Donc, il s'était levé. En quittant l'intérieur de la tente, il remarqua l'humidité ambiante. Il fixa un tonneau rempli d'eau posée près de l'entrée y plongea les mains et se rinça abondamment le visage. Obro sortit à son tour. Ils se saluèrent chaleureusement. Ensuite, le cavalier constata en souriant :
— Il me semblait avoir entendu l'orage, cette nuit.
Il fixa Jolo et proposa :
— Viens, on va manger et après on fera le tour du camp. Nous irons voir si Abeth et son comparse se tiennent tranquille. Le jeune homme du marais acquiesça. Tous deux se dirigèrent vers un auvent servant de cuisine et de cambuse.
******
C'est dans un char grillagé qu'Abeth et Gorio étaient enfermés. Le chef des grottes jaunes était tout à fait remis de la blessure infligée par le Kurior. Il savait à qui il devait d'être encore en vie. Il n'en était pas pour autant reconnaissant envers la jeune femme. Son seul regret était de ne pas l'avoir réduite à sa merci. Il ne désespérait pas d'y parvenir un jour, même si pour l'instant présent, il était en mauvaise posture. De son côté, Gorio ne se posait aucune question. Il était toujours prêt à suivre son chef les yeux fermés. Pour l'heure, Abeth restait docile. Il faisait preuve de bonne volonté. Il tentait d'endormir la vigilance du seigneur d'Ikryl, jusqu'à ce qu'il lui fasse suffisamment confiance pour le laisser plus libre de ses mouvements.
Jolo et Obro justement arrivaient vers lui. Il leur présenta un visage ouvert et souriant et leur dit :
— Bien le bonjour, honorables guerriers.
Jolo fronça les sourcils. Il n'aimait pas ces excès de civilités de la part d'Abeth. Depuis qu'il connaissait le véritable visage de cet homme détestable, il avait décidé de ne plus lui faire confiance, cela quelle que soit son attitude. Obro adressa aux prisonniers de vagues salutations. Puis il leur donna du pain de voyage et de l'eau, en déclarant :
— Vous êtes encore vivants. C'est une bonne chose. Il serait malvenu que vous vous entre-dévoriez, avant votre passage en jugement.
Abeth répondit :
— Voyons, cavalier Obro, j'ai décidé de faire amende honorable, je sais que j'ai mal agi.

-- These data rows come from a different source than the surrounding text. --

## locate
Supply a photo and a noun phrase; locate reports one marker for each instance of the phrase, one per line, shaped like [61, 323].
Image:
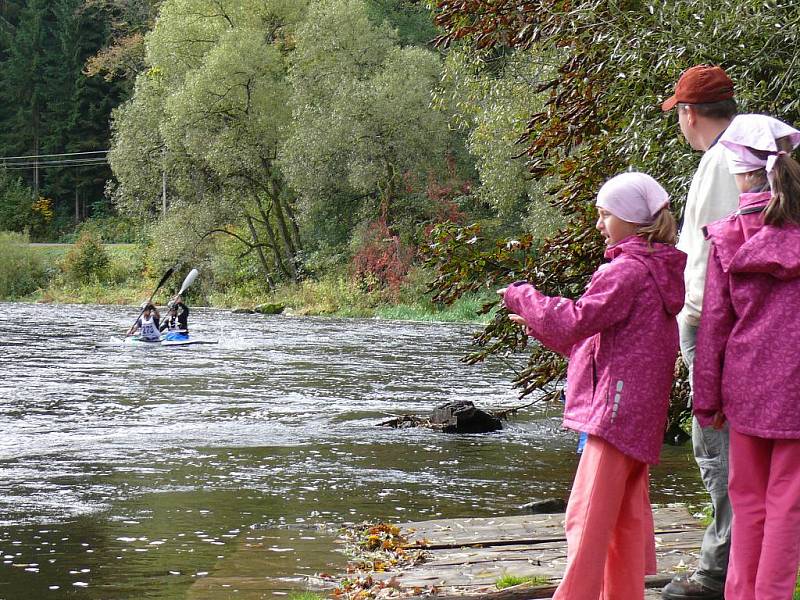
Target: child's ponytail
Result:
[784, 206]
[663, 230]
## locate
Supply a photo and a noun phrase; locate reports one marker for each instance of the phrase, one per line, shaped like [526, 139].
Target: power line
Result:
[86, 163]
[44, 163]
[4, 158]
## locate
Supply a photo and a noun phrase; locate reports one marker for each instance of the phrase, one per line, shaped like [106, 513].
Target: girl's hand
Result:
[517, 319]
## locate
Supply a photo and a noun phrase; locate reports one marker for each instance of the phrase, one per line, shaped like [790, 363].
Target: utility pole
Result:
[164, 182]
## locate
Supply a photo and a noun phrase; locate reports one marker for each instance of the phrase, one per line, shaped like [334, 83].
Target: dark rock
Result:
[675, 435]
[463, 417]
[546, 506]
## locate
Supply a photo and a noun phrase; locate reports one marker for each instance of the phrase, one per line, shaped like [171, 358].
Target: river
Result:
[132, 472]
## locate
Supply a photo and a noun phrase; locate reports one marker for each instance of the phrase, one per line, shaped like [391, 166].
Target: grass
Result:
[305, 596]
[335, 295]
[512, 580]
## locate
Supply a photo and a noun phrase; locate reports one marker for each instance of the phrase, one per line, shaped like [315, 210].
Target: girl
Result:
[621, 338]
[747, 367]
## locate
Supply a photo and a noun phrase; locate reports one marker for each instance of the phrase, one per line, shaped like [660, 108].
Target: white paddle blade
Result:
[189, 280]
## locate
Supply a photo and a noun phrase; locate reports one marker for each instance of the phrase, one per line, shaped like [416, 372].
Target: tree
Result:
[49, 105]
[613, 63]
[362, 123]
[208, 116]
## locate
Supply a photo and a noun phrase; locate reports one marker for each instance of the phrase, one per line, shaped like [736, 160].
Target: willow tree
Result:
[611, 63]
[362, 122]
[205, 125]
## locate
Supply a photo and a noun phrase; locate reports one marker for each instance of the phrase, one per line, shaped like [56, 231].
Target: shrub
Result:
[382, 260]
[87, 260]
[21, 270]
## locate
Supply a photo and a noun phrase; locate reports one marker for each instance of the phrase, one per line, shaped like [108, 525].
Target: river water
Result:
[224, 471]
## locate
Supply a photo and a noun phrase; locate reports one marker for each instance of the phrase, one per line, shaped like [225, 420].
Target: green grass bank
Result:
[67, 274]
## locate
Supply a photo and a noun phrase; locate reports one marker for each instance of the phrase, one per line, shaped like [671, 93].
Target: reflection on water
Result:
[145, 472]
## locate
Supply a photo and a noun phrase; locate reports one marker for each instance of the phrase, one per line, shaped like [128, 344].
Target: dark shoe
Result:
[683, 588]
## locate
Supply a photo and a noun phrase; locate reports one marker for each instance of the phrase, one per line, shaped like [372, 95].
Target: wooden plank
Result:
[465, 557]
[494, 531]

Gorio le regarda avec surprise. Il se demanda : "Mais... Qu'est-ce qu'il raconte ?" Cependant, il ne dit rien. Obro et Jolo s'éloignèrent. Abeth partagea le pain de voyage et l'eau avec son comparse. Celui-ci s'enquit enfin :
— Tu penses ce que tu as dit, chef ?
Ce dernier soupira :
— T'as vraiment rien dans la tête, toi.
Il lui ordonna ensuite :
— Mange !
Gorio obéit sans chercher à comprendre. Ils se restaurèrent en silence. Quelques minutes plus tard, deux autres cavaliers les firent sortir un court moment, pour qu'ils puissent satisfaire leurs besoins. Ils furent également autorisés à se laver un peu. Enfin, ils retournèrent dans leur prison.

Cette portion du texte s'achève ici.